The Dark Web: Guidance for journalists

We had a lot of coverage of “the dark web” with the latest Ashley Madison leak coverage. Because a link to a torrent was being shared via a Tor page (well, nearly – actually most people were passing around the Tor2Web link), journalists were falling over themselves to highlight the connection to the “dark web”, that murky and shady part of the internet that probably adds another few % to your click-through ratios.

So many outlets and journalists – even big outfits like BBC News and The Guardian – got their terminology terribly wrong on this stuff, so I thought I’d slap together some guidance, being somewhat au fait with the technology involved.
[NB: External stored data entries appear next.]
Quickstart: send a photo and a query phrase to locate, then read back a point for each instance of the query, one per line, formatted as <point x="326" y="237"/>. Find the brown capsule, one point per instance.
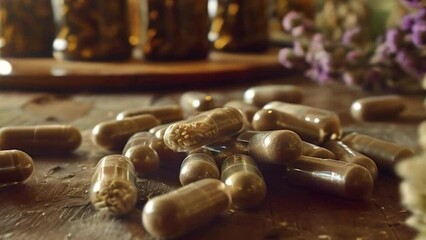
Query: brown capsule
<point x="194" y="102"/>
<point x="165" y="113"/>
<point x="203" y="129"/>
<point x="312" y="150"/>
<point x="15" y="166"/>
<point x="113" y="185"/>
<point x="385" y="154"/>
<point x="184" y="209"/>
<point x="46" y="139"/>
<point x="261" y="95"/>
<point x="346" y="180"/>
<point x="278" y="147"/>
<point x="244" y="181"/>
<point x="113" y="135"/>
<point x="385" y="107"/>
<point x="144" y="158"/>
<point x="272" y="119"/>
<point x="346" y="154"/>
<point x="197" y="166"/>
<point x="324" y="119"/>
<point x="247" y="109"/>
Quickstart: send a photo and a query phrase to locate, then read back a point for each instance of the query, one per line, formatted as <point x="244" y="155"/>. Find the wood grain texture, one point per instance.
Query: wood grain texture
<point x="54" y="204"/>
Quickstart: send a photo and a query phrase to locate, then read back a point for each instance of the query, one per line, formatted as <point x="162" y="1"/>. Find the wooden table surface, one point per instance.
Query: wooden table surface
<point x="54" y="204"/>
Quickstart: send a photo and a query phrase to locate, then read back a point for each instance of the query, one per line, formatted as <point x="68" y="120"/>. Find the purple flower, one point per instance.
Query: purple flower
<point x="394" y="40"/>
<point x="418" y="35"/>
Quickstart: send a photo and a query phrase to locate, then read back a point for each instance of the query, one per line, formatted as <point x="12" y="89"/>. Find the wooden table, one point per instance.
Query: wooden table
<point x="54" y="204"/>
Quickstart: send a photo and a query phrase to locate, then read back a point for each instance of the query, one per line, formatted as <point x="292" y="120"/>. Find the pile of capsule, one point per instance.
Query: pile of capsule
<point x="413" y="186"/>
<point x="218" y="148"/>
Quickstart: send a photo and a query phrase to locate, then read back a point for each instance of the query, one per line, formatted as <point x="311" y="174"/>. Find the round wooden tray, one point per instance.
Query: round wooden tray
<point x="219" y="68"/>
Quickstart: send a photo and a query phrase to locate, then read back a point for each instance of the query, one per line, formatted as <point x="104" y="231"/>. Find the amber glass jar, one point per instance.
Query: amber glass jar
<point x="26" y="28"/>
<point x="176" y="29"/>
<point x="92" y="30"/>
<point x="240" y="25"/>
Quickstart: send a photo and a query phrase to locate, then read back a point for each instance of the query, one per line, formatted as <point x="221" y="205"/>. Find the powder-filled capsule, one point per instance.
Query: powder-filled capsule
<point x="261" y="95"/>
<point x="204" y="128"/>
<point x="272" y="119"/>
<point x="385" y="154"/>
<point x="113" y="135"/>
<point x="312" y="150"/>
<point x="197" y="166"/>
<point x="326" y="120"/>
<point x="113" y="185"/>
<point x="165" y="113"/>
<point x="344" y="179"/>
<point x="345" y="153"/>
<point x="384" y="107"/>
<point x="247" y="109"/>
<point x="15" y="166"/>
<point x="244" y="181"/>
<point x="182" y="210"/>
<point x="43" y="139"/>
<point x="277" y="147"/>
<point x="144" y="158"/>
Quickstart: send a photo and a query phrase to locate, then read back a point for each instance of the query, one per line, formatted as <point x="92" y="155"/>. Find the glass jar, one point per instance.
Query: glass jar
<point x="176" y="30"/>
<point x="92" y="30"/>
<point x="240" y="25"/>
<point x="26" y="28"/>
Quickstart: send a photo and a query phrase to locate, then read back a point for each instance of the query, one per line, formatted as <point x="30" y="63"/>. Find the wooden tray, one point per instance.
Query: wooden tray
<point x="32" y="74"/>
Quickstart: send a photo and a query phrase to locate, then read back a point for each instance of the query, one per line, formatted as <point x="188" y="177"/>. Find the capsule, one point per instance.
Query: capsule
<point x="197" y="166"/>
<point x="204" y="128"/>
<point x="312" y="150"/>
<point x="271" y="119"/>
<point x="166" y="113"/>
<point x="343" y="179"/>
<point x="385" y="107"/>
<point x="194" y="102"/>
<point x="113" y="185"/>
<point x="244" y="181"/>
<point x="144" y="158"/>
<point x="261" y="95"/>
<point x="247" y="109"/>
<point x="15" y="166"/>
<point x="113" y="135"/>
<point x="385" y="154"/>
<point x="187" y="208"/>
<point x="346" y="154"/>
<point x="324" y="119"/>
<point x="46" y="139"/>
<point x="277" y="147"/>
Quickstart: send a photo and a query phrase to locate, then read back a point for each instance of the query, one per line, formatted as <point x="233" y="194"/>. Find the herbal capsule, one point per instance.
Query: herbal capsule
<point x="166" y="113"/>
<point x="279" y="147"/>
<point x="346" y="154"/>
<point x="186" y="208"/>
<point x="340" y="178"/>
<point x="197" y="166"/>
<point x="113" y="135"/>
<point x="385" y="154"/>
<point x="204" y="128"/>
<point x="377" y="108"/>
<point x="326" y="120"/>
<point x="312" y="150"/>
<point x="45" y="139"/>
<point x="247" y="109"/>
<point x="194" y="102"/>
<point x="261" y="95"/>
<point x="244" y="181"/>
<point x="144" y="158"/>
<point x="113" y="185"/>
<point x="272" y="119"/>
<point x="15" y="166"/>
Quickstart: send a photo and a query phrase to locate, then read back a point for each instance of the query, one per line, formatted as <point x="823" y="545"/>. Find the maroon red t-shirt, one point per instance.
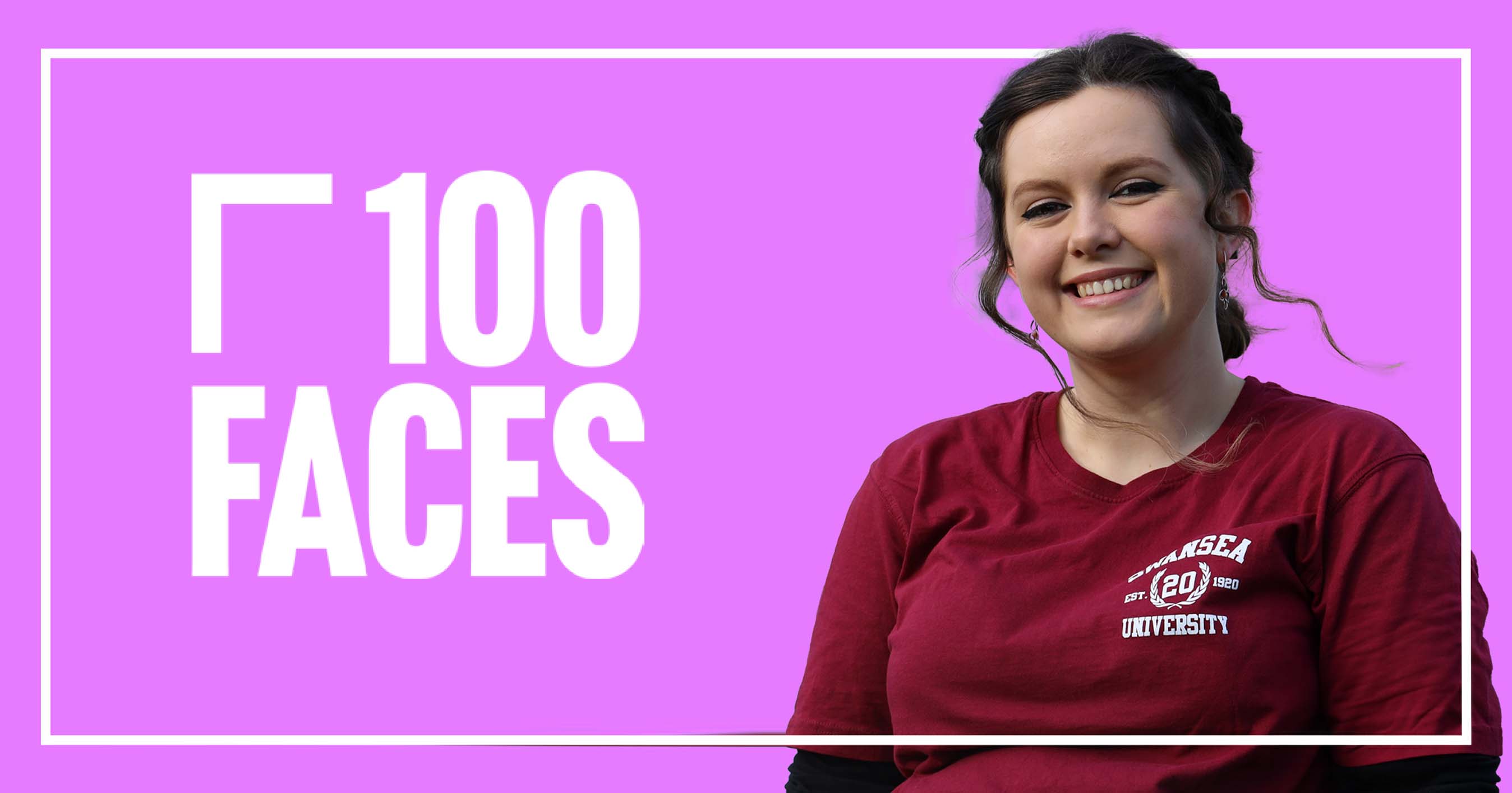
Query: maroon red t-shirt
<point x="985" y="583"/>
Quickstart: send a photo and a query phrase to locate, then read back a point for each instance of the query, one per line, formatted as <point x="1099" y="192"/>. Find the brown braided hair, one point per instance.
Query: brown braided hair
<point x="1206" y="132"/>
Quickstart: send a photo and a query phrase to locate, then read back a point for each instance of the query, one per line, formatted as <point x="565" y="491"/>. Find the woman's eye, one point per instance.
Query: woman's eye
<point x="1145" y="188"/>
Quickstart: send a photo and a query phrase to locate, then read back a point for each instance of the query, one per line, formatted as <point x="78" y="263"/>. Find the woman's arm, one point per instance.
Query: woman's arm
<point x="813" y="772"/>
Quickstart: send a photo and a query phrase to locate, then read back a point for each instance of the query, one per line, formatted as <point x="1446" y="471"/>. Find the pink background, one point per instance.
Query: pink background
<point x="803" y="226"/>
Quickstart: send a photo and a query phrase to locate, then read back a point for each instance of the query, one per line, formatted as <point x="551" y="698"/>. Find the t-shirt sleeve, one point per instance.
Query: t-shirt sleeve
<point x="844" y="689"/>
<point x="1389" y="607"/>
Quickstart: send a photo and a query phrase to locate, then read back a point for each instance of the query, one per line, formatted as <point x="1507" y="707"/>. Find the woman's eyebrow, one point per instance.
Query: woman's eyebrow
<point x="1112" y="168"/>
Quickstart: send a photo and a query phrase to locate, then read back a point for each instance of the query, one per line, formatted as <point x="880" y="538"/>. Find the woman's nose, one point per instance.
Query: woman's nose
<point x="1092" y="229"/>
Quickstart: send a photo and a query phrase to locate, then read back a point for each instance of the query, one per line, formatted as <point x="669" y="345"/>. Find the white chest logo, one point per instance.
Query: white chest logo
<point x="1165" y="589"/>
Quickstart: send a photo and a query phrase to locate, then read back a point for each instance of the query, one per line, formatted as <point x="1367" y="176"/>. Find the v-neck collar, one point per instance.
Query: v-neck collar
<point x="1047" y="439"/>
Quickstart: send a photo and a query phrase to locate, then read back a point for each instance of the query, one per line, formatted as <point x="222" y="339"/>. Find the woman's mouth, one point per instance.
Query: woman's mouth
<point x="1109" y="291"/>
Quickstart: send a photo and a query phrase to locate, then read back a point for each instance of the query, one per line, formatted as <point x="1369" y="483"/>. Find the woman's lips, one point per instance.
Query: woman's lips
<point x="1110" y="298"/>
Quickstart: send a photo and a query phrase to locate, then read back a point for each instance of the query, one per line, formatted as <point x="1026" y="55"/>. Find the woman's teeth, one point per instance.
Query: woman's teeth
<point x="1110" y="285"/>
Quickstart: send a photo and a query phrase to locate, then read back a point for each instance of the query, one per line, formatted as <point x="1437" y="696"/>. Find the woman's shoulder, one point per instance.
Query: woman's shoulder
<point x="1325" y="427"/>
<point x="964" y="439"/>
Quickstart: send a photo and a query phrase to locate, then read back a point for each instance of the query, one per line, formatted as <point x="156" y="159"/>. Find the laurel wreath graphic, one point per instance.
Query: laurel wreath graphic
<point x="1202" y="586"/>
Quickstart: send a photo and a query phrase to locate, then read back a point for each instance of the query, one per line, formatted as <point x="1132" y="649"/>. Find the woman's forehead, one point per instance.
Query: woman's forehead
<point x="1091" y="129"/>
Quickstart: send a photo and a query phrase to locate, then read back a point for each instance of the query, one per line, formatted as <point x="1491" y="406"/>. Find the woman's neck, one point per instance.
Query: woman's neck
<point x="1183" y="397"/>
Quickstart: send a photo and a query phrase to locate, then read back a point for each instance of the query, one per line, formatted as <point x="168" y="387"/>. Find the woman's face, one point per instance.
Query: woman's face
<point x="1095" y="183"/>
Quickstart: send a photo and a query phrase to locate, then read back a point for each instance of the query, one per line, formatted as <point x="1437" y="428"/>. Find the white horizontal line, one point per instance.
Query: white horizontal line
<point x="716" y="52"/>
<point x="753" y="740"/>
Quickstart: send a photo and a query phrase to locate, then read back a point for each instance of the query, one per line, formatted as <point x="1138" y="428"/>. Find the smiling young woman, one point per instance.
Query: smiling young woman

Journalists are actually most of the reason why these sorts of tools exist in the first place, in fact – if that surprises you, read on…

The Dark, Deep Internet

What the hell is “the dark web” anyway? Why is it different from the “deep web”? Why, for that matter, does it differ from the “web”?

First up, to clarify: “the dark web” and “darknets” are practically the same thing, and the terms are used interchangeably.

So: The Deep Web and The Web are technically the same. People often refer to the deep web when they are referring to websites (that is, sites on the internet) that are hard to find with normal search engines because they are not linked to in public. Tools like Google depend on being able to follow a chain of links to find a website – if there’s no links that Google can see, it’s not going to get into the Google index, and so will not be searchable. These sites are still on the internet, though, and anyone who is given the link can put that in a perfectly normal browser and reach that site.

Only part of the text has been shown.